Kars'ta kızgın bir güneş var, güneş
âşık... Kenti çepeçevre saran yüksek dağlar karla kaplı, kar
âşık... Akşama doğru güneş iyice alçaldığında, ortaya yayılan
kızıllıkta, Hitit, Huri, Urartu, Kimmer, Gregoryen, İskit, Sasani,
Bizans, Selçuk ve Osmanlı'dan esen bir rüzgâr Kars Kalesi'ni
okşuyor, rüzgâr âşık, bulutlar âşık...
Nereye baksam aşk ve âşıkları görmem boşuna değil. Gönlümün
gözleri, yalnız onları görüyor, onları dinliyor, onları duyuyor...
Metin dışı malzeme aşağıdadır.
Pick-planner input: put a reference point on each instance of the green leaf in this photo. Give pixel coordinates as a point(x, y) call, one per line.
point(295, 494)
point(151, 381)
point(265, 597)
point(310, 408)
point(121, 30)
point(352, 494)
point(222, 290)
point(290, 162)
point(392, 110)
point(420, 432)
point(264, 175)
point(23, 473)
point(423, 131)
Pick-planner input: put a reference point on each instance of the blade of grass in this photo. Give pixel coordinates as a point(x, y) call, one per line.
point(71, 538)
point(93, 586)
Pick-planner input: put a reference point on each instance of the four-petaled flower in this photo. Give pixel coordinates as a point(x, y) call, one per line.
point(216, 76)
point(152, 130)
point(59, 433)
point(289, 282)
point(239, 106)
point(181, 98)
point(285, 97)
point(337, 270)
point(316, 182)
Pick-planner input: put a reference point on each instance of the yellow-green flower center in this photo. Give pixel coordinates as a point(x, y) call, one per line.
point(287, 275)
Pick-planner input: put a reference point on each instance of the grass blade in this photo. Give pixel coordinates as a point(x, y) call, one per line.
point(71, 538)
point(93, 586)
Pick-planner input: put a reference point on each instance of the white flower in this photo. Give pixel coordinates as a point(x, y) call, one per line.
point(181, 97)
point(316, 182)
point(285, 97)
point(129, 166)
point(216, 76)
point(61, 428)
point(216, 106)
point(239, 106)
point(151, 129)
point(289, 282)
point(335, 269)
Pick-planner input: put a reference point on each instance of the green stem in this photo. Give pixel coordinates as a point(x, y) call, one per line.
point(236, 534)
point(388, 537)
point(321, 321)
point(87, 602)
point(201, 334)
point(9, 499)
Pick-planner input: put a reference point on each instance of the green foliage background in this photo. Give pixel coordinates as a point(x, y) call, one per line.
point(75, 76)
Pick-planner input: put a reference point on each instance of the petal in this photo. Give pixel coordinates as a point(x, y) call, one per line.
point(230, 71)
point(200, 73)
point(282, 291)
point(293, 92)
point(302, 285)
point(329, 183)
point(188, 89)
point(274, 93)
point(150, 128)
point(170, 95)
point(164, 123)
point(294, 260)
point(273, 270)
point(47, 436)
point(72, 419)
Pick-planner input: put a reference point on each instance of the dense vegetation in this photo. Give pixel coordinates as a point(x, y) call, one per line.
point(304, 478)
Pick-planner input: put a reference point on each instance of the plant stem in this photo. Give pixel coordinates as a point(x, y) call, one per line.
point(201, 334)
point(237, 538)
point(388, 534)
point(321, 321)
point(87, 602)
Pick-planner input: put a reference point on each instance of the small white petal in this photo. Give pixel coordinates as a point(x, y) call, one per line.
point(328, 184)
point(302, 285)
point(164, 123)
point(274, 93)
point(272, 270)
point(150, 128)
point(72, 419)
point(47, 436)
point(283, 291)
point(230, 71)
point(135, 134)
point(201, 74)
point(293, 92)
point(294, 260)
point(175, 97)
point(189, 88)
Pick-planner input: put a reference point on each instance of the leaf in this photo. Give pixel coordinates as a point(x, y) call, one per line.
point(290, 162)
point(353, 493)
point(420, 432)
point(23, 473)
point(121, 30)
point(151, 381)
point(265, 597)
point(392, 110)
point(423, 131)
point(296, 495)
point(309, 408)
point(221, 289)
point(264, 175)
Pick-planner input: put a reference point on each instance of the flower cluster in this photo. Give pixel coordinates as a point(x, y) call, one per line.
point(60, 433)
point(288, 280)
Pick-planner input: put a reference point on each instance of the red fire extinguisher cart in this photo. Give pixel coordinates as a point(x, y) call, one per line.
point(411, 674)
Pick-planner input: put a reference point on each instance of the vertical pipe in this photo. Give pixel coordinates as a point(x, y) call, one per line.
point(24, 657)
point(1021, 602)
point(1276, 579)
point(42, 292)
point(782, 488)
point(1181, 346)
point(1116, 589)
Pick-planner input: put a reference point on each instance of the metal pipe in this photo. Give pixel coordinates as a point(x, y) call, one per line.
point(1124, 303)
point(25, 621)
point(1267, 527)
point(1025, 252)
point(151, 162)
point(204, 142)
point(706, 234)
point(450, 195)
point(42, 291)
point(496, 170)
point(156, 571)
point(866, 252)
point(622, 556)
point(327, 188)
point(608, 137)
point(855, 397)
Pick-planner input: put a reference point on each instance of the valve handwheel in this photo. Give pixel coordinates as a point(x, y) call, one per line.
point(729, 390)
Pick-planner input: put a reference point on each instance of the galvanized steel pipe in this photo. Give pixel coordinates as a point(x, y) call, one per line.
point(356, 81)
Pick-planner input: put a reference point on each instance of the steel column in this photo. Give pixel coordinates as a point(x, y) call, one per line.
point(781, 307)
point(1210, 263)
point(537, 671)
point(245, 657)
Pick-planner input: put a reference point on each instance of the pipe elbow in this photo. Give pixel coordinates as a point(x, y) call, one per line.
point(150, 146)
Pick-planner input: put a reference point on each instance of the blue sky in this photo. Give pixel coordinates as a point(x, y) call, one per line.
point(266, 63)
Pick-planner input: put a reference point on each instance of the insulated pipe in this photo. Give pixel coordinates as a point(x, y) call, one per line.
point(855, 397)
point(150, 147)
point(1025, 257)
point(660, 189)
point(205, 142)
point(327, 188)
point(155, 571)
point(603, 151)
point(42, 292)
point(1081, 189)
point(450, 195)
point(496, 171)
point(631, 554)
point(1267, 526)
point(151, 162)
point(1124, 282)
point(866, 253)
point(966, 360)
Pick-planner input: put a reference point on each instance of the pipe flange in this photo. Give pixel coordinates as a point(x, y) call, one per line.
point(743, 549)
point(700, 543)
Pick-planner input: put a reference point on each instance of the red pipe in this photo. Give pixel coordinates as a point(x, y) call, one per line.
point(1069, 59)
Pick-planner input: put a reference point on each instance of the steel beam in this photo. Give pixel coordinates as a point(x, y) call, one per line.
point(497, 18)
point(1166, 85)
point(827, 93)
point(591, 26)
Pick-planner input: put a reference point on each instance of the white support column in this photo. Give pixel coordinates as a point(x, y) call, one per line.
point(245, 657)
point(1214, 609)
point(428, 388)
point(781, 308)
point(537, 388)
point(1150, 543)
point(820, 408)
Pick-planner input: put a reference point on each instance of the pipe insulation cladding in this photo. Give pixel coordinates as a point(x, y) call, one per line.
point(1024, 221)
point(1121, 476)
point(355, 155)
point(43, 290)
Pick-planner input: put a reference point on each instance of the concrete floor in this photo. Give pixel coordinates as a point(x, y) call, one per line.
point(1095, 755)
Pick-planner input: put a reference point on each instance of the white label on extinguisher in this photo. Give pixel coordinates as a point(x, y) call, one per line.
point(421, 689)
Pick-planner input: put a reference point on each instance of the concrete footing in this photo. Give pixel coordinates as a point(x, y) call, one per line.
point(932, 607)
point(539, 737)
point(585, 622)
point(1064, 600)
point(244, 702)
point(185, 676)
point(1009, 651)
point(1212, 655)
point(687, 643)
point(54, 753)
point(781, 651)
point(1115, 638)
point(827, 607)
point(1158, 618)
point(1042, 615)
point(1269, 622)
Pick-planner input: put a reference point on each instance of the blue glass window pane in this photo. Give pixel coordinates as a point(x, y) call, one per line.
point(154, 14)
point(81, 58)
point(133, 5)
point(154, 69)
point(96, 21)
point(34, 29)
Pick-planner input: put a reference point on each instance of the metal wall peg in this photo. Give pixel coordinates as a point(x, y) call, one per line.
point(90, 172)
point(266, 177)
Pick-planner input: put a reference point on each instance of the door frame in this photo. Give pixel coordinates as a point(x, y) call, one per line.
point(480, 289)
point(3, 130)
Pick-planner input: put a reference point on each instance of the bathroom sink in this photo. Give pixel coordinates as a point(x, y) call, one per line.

Kars'ta, Birinci Türkiye Âşıklar Bayramı var! (Yaşam sürprizlerle
dolu: Bir gün önce İstanbul'da Vladimir Ashkenazy 'nin sihirli
piyanosunu dinliyordum, bu akşam Kars'ta Anadolu'nun tüm
birikimini omuzlamış türküleri dinlemeye doyamıyorum.)
Ülkenin her köşesinden (her köşesi demem laf gelişi değil, tam 81
ilden) gelmiş 190 halk ozanı yani, ''Âşıklar'' , Kars'ta
birbiriyle yarışıyor; türküleri, atışmaları, sazı, sözü,
eleştiriyi, cinası, taşlamayı, hüneri, dil ve akıl çabukluğunu
gönül ve can yoldaşlığını yarıştırıyor. Evet, bu bir yarışma ama
bence daha çok bir paylaşma... 16. Yüzyıl'dan bu yana süre gelen
sözlü şiir geleneğinin ''Âşıklığın'' paylaşılması...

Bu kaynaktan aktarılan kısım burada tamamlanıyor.